In March, Canada’s domestic equity funds enjoyed gains for the second consecutive month. But unlike February, investment funds that focus on foreign equities also did well.

As the financial markets continue to inch their way out of the economic recession, gains like these come as welcome relief to many Canadian companies.

“Signs of broad global growth and improvements in the credit market have been particularly beneficial for many smaller-capitalization companies that may not be as well equipped to navigate through challenging economic conditions as some of their larger counterparts,” said Nick Dedes, fund analyst for Morningstar Canada.

The best performing equity fund group in March came from the Morningstar Financial Services Equity Fund Index, which posted a 6.7% gain. This was driven by an increase in overall banking and trading at major Canadian banks.

“The four largest Canadian banks reported generally solid operating earnings, in part owing to strong results in retail banking and trading,” said Dedes. “Strong inflows into domestic long-term funds — particularly balanced funds, which typically have a generous allocation to financials — have also supported the upward trend for stock prices in the sector.”

The second-best performer was the Morningstar Global Small/Mid Cap Equity Fund Index, which boasted a 5.1% return.

The strong gains in the financial sector helped raise returns for the Morningstar Canadian Dividend & Income Equity Fund Index, which gained 4.9%, earning it the title of third-best overall in fund indexes for the month of March.

Foreign equity fund indexes that posted significant gains last month include Emerging Markets Equity, with a 4.5% return; U.S. Small/Mid Cap Equity, with 3.8%; and International Equity, which gained 3.3%.

One sore point for Canadian investors came from the rising Canadian dollar, which gained strength against foreign currencies, wiping out much of the returns from foreign markets. All major global markets gained during March, with the S&P 500, Japan’s Nikkei 225, the U.K.’s FTSE 100 and Germany’s DAX all posting gains between 6% and 10%.

However, it was not all good news for the month of March. Many investors are choosing to move money away from low-risk investments, such as government bonds, into less-stable investments in the hopes of earning higher profits.

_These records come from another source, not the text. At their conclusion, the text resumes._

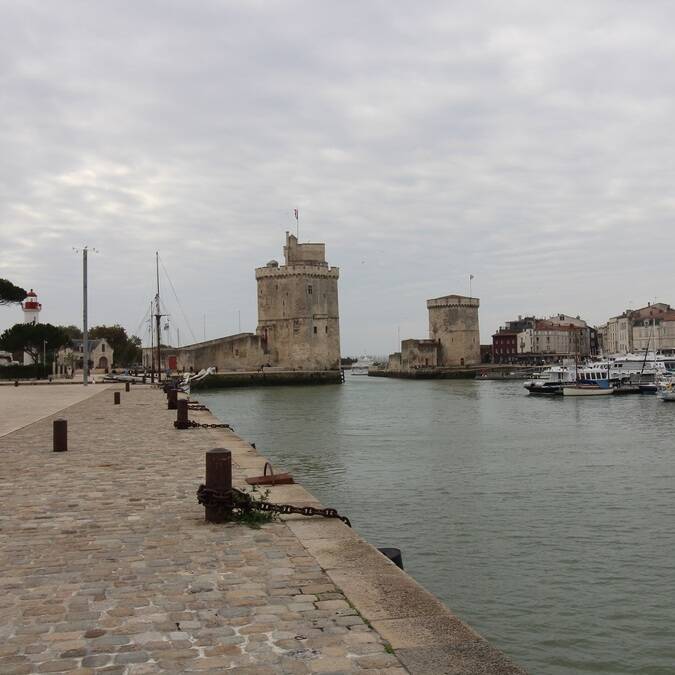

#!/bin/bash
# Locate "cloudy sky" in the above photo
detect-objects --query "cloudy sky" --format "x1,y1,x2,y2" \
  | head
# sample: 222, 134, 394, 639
0, 0, 675, 354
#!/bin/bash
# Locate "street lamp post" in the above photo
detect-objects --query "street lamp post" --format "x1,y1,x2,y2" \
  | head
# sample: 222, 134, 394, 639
82, 246, 89, 387
73, 246, 98, 387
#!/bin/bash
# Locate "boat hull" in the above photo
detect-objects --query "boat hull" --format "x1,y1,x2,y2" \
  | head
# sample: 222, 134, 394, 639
563, 385, 614, 396
525, 384, 562, 396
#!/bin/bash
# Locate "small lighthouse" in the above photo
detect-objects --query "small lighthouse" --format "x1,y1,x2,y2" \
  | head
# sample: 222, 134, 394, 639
21, 288, 42, 366
21, 288, 42, 323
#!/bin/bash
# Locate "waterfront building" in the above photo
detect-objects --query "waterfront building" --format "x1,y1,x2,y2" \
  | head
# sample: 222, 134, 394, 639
492, 314, 598, 363
143, 232, 340, 371
386, 294, 481, 372
598, 302, 675, 354
54, 338, 115, 377
255, 232, 340, 370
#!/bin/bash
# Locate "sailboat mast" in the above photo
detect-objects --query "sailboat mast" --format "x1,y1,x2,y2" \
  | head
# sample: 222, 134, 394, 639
150, 300, 155, 384
155, 251, 162, 382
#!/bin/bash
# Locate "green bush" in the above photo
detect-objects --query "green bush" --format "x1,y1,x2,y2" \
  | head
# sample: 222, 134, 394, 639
0, 364, 51, 380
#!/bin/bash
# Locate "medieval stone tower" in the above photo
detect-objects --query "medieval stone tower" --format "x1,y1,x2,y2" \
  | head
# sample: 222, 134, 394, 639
427, 295, 480, 366
255, 232, 340, 370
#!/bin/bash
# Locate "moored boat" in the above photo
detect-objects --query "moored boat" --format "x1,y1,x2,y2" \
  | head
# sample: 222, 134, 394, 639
656, 377, 675, 401
563, 382, 614, 396
523, 365, 574, 396
351, 356, 373, 375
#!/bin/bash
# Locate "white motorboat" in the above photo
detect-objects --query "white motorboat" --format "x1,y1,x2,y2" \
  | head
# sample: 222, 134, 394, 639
351, 356, 373, 375
523, 365, 575, 396
656, 377, 675, 401
563, 382, 614, 396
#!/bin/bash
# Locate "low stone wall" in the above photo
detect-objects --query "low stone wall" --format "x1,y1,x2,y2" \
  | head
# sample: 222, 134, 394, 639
192, 370, 343, 390
368, 368, 478, 380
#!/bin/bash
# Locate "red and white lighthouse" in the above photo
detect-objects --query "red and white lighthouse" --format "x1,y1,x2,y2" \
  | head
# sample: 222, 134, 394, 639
21, 288, 42, 323
21, 288, 42, 366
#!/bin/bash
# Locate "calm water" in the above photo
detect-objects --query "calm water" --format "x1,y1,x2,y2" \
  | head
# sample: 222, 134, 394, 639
199, 376, 675, 675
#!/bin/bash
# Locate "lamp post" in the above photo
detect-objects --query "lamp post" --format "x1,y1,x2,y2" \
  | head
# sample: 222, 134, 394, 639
73, 246, 98, 387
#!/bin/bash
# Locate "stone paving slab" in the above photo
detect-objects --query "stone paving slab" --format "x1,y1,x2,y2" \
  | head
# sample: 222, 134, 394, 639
0, 386, 524, 675
0, 386, 407, 675
0, 383, 108, 436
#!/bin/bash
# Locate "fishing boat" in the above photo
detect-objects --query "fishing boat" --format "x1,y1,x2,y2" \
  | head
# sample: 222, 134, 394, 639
351, 356, 373, 375
523, 365, 574, 396
656, 376, 675, 401
563, 382, 614, 396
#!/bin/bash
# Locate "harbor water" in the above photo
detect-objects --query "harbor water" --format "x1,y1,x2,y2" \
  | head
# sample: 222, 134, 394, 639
198, 375, 675, 675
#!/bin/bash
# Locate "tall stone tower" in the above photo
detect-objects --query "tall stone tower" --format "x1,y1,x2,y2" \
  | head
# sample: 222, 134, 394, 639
255, 232, 340, 370
427, 295, 480, 366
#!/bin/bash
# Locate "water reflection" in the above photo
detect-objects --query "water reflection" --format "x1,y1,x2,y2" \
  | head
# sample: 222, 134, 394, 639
199, 377, 675, 675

This has the potential to cause problems in the future.

“Significantly low yields on government debt continue to incite investors to move away from these securities and into riskier assets,” said Dedes. “Also, since interest rates really only have one way to go from here, more rate-sensitive bonds are a less appealing proposition.”

While equity funds were posting positive returns across the board, fund indexes that track fixed income categories suffered losses.

“The worst performer was the Morningstar Global Fixed Income Fund Index, which suffered from both looming interest rate hikes and adverse currency effects,” said Dedes.